Re: POC, WIP: OR-clause support for indexes

From: Peter Geoghegan <pg(at)bowt(dot)ie>
To: Alena Rybakina <lena(dot)ribackina(at)yandex(dot)ru>
Cc: "Finnerty, Jim" <jfinnert(at)amazon(dot)com>, Marcos Pegoraro <marcos(at)f10(dot)com(dot)br>, Alena Rybakina <a(dot)rybakina(at)postgrespro(dot)ru>, Andrey Lepikhov <a(dot)lepikhov(at)postgrespro(dot)ru>, pgsql-hackers(at)postgresql(dot)org, teodor(at)sigaev(dot)ru, Ranier Vilela <ranier(dot)vf(at)gmail(dot)com>, Tomas Vondra <tomas(dot)vondra(at)enterprisedb(dot)com>
Subject: Re: POC, WIP: OR-clause support for indexes
Date: 2023-08-06 02:01:14
Message-ID: CAH2-WzkmLg0JPXkZ75b+ha_wJGoJk3QyZ6aUjA0Ba11rdPwdgw@mail.gmail.com
Views: Raw Message | Whole Thread | Download mbox | Resend email
Thread:
Lists: pgsql-hackers

On Thu, Aug 3, 2023 at 12:47 PM Alena Rybakina <lena(dot)ribackina(at)yandex(dot)ru> wrote:
> It's all right. I understand your position)

Okay, good to know. :-)

> I also agree to try to find other optimization cases and generalize them.

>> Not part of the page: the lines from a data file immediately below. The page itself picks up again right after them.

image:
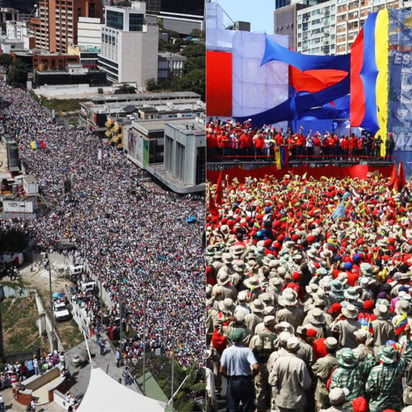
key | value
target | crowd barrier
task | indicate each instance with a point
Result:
(356, 171)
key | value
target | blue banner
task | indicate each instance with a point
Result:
(400, 84)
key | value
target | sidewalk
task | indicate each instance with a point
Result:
(107, 362)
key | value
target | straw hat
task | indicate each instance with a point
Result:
(350, 311)
(257, 306)
(346, 358)
(288, 298)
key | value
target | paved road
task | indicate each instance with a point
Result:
(107, 362)
(81, 374)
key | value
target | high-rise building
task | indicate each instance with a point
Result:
(285, 21)
(59, 22)
(316, 29)
(129, 45)
(331, 27)
(181, 16)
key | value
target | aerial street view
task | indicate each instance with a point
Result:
(102, 206)
(309, 207)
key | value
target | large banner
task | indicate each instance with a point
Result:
(400, 78)
(237, 82)
(400, 85)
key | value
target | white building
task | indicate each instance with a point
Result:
(129, 45)
(330, 28)
(17, 30)
(183, 167)
(170, 64)
(89, 32)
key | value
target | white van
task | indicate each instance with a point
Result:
(76, 270)
(88, 286)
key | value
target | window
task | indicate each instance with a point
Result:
(114, 19)
(200, 166)
(136, 22)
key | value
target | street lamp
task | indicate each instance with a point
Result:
(53, 334)
(1, 324)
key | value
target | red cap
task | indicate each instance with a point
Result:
(310, 239)
(311, 333)
(359, 404)
(335, 308)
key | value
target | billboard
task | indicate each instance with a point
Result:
(138, 148)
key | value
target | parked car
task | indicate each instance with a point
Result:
(61, 312)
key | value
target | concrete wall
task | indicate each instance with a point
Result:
(47, 323)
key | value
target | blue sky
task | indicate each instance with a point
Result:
(258, 12)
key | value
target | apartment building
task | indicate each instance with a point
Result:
(130, 40)
(330, 28)
(56, 27)
(316, 29)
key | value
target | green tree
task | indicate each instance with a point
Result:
(191, 394)
(193, 81)
(125, 89)
(17, 74)
(197, 33)
(6, 59)
(12, 241)
(194, 50)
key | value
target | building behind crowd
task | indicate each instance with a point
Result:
(74, 74)
(170, 65)
(36, 59)
(180, 16)
(94, 113)
(56, 26)
(183, 169)
(129, 45)
(325, 27)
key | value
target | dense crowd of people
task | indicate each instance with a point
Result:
(309, 309)
(135, 239)
(229, 140)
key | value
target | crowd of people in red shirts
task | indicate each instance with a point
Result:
(230, 140)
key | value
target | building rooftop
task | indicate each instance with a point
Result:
(30, 179)
(144, 96)
(188, 126)
(149, 125)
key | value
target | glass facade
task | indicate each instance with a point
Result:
(195, 7)
(114, 19)
(136, 22)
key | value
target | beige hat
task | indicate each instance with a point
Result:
(331, 343)
(237, 250)
(288, 298)
(227, 258)
(239, 265)
(226, 305)
(292, 343)
(361, 334)
(269, 320)
(257, 306)
(223, 279)
(317, 317)
(252, 282)
(350, 311)
(381, 311)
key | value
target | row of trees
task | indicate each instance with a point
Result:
(194, 76)
(17, 70)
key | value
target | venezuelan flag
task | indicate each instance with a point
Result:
(400, 325)
(369, 76)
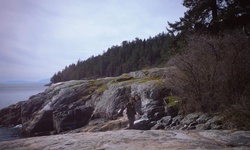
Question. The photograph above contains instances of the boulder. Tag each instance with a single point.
(71, 119)
(11, 116)
(190, 118)
(142, 124)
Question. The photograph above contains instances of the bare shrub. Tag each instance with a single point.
(217, 73)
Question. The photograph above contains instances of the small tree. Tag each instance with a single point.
(217, 73)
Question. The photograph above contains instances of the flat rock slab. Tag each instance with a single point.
(135, 140)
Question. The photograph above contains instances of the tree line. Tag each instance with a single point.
(129, 56)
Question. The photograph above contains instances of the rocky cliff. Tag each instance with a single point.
(92, 105)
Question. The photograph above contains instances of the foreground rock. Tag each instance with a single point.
(73, 104)
(93, 105)
(136, 139)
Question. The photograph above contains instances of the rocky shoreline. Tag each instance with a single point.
(92, 106)
(137, 140)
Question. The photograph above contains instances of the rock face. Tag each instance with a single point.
(136, 139)
(73, 104)
(85, 104)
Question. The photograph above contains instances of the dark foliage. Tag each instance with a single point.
(129, 56)
(212, 16)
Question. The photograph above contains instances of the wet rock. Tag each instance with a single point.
(190, 118)
(142, 124)
(69, 120)
(11, 116)
(136, 139)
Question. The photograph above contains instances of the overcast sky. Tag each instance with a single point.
(40, 37)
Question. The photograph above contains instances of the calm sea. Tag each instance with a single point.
(11, 94)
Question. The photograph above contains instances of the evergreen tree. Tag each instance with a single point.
(212, 15)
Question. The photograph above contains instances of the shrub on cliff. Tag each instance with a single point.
(216, 73)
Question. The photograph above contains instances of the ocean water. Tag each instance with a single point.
(11, 94)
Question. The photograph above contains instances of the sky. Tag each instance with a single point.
(40, 37)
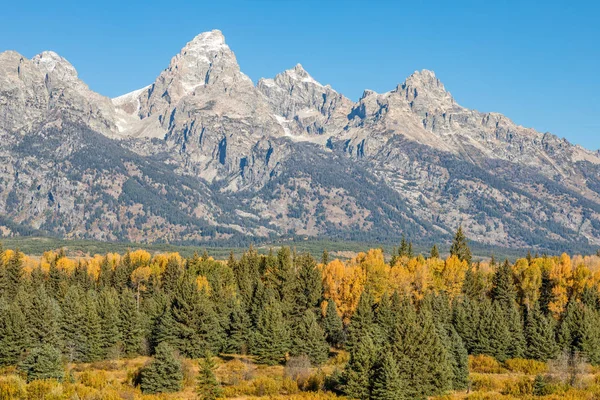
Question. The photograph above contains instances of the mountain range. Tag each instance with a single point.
(204, 155)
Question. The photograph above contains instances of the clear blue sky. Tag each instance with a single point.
(536, 62)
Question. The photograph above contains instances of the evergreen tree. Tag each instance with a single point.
(43, 318)
(325, 257)
(308, 288)
(13, 333)
(108, 314)
(334, 327)
(239, 330)
(420, 353)
(539, 334)
(171, 275)
(362, 323)
(387, 382)
(207, 387)
(130, 329)
(195, 325)
(474, 283)
(435, 253)
(91, 329)
(73, 336)
(590, 336)
(503, 288)
(12, 274)
(403, 250)
(546, 295)
(164, 374)
(460, 247)
(309, 339)
(358, 375)
(271, 339)
(43, 362)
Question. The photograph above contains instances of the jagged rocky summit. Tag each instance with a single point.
(202, 155)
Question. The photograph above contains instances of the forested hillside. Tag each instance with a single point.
(377, 326)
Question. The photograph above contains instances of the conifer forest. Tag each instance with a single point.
(283, 324)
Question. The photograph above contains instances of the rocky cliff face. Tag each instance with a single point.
(204, 155)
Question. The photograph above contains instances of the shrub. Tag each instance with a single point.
(41, 389)
(12, 387)
(265, 386)
(94, 379)
(484, 364)
(521, 387)
(528, 367)
(298, 369)
(43, 362)
(163, 374)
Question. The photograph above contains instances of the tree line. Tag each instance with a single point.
(408, 322)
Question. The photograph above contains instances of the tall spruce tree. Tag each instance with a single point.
(207, 385)
(43, 319)
(358, 374)
(13, 333)
(309, 339)
(195, 325)
(333, 324)
(387, 382)
(271, 339)
(108, 314)
(130, 325)
(164, 374)
(539, 334)
(43, 362)
(460, 247)
(308, 288)
(420, 353)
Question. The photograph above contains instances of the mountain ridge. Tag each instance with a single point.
(250, 149)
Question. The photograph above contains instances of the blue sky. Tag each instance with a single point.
(536, 62)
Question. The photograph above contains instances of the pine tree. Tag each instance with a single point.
(362, 323)
(403, 250)
(271, 339)
(590, 336)
(108, 313)
(13, 333)
(309, 339)
(546, 295)
(13, 272)
(435, 253)
(73, 336)
(239, 330)
(358, 374)
(474, 283)
(130, 329)
(539, 334)
(420, 353)
(208, 387)
(194, 321)
(308, 288)
(325, 257)
(388, 384)
(91, 329)
(171, 275)
(460, 247)
(503, 288)
(164, 374)
(334, 327)
(43, 362)
(43, 319)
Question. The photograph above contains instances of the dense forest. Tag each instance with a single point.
(376, 326)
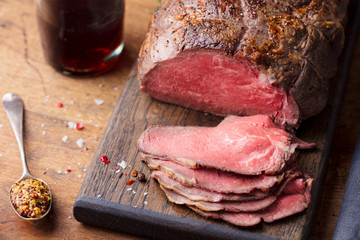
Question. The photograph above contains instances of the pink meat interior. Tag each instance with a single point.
(211, 81)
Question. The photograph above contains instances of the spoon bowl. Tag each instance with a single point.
(14, 108)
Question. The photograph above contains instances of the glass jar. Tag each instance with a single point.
(81, 36)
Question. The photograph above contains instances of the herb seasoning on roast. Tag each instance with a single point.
(243, 57)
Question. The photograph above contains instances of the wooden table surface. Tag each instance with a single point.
(24, 70)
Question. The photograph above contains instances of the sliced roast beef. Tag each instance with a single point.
(248, 206)
(201, 194)
(250, 145)
(286, 205)
(215, 180)
(292, 183)
(243, 57)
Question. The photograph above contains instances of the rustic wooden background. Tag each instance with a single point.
(24, 70)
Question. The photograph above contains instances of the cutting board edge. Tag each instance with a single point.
(344, 72)
(147, 223)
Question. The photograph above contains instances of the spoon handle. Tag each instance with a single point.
(14, 108)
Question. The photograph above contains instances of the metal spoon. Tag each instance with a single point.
(14, 108)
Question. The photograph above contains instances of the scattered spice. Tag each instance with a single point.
(104, 159)
(59, 104)
(79, 126)
(65, 138)
(123, 164)
(134, 173)
(141, 177)
(72, 125)
(80, 142)
(30, 198)
(131, 181)
(99, 101)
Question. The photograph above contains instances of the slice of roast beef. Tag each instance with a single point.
(248, 206)
(250, 145)
(215, 180)
(201, 194)
(286, 205)
(243, 57)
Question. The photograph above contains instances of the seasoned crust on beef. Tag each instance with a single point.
(296, 42)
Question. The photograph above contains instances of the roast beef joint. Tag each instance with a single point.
(265, 66)
(243, 57)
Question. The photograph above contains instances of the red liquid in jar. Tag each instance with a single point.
(82, 36)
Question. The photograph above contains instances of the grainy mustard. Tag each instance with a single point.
(30, 198)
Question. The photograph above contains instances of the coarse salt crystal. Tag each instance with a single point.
(80, 142)
(123, 164)
(65, 138)
(99, 101)
(72, 125)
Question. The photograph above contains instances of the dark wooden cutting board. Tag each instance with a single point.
(105, 200)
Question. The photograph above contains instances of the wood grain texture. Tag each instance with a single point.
(135, 112)
(24, 70)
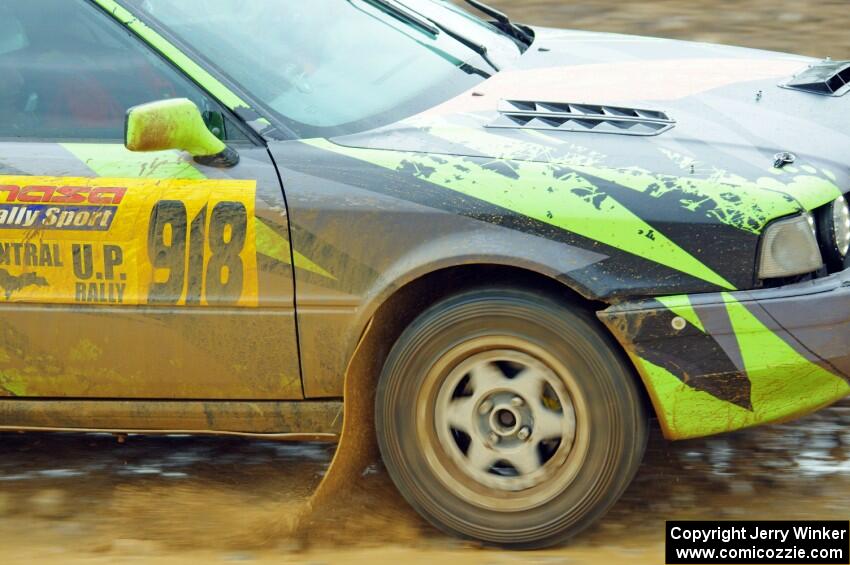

Good idea. Since the real goal is to "get a working flow of
information", the practical value of trying to get it working with
other clauses seems to be of secondary importance.

> To be honest, I tried to fix it many times by calling the function to
> calculate selectivity, and each time the result of the estimate did not
> change. I didn't have any problems in this part after moving the
> transformation to the parsing stage. I even tried to perform this
> transformation at the planning stage (to the preprocess_qual_conditions
> function), but I ran into the same problem there as well.
>
> To tell the truth, I think I'm ready to investigate this problem again
> (maybe I'll be able to see it differently or really find that I missed
> something in previous times).

The optimizer will itself do a limited form of "normalizing to CNF".
Are you familiar with extract_restriction_or_clauses(), from
orclauses.c? Comments above the function have an example of how this
can work:

* Although a join clause must reference multiple relations overall,
* an OR of ANDs clause might contain sub-clauses that reference just one
* relation and can be used to build a restriction clause for that rel.
* For example consider
* WHERE ((a.x = 42 AND b.y = 43) OR (a.x = 44 AND b.z = 45));
* We can transform this into
* WHERE ((a.x = 42 AND b.y = 43) OR (a.x = 44 AND b.z = 45))
* AND (a.x = 42 OR a.x = 44)
* AND (b.y = 43 OR b.z = 45);
* which allows the latter clauses to be applied during the scans of a and b,
* perhaps as index qualifications, and in any case reducing the number of
* rows arriving at the join. In essence this is a partial transformation to
* CNF (AND of ORs format). It is not complete, however, because we do not
* unravel the original OR --- doing so would usually bloat the qualification
* expression to little gain.

Of course this immediately makes me wonder: shouldn't your patch be
able to perform an additional transformation here? You know, by
transforming "a.x = 42 OR a.x = 44" into "a IN (42, 44)"? Although I
haven't checked for myself, I assume that this doesn't happen right
now, since your patch currently performs all of its transformations
during parsing.

I also noticed that the same comment block goes on to say something
about "clauselist_selectivity's inability to recognize redundant
conditions". Perhaps that is relevant to the problems you were having
with selectivity estimation, back when the code was in
preprocess_qual_conditions() instead? I have no reason to believe that
there should be any redundancy left behind by your transformation, so
this is just one possibility to consider.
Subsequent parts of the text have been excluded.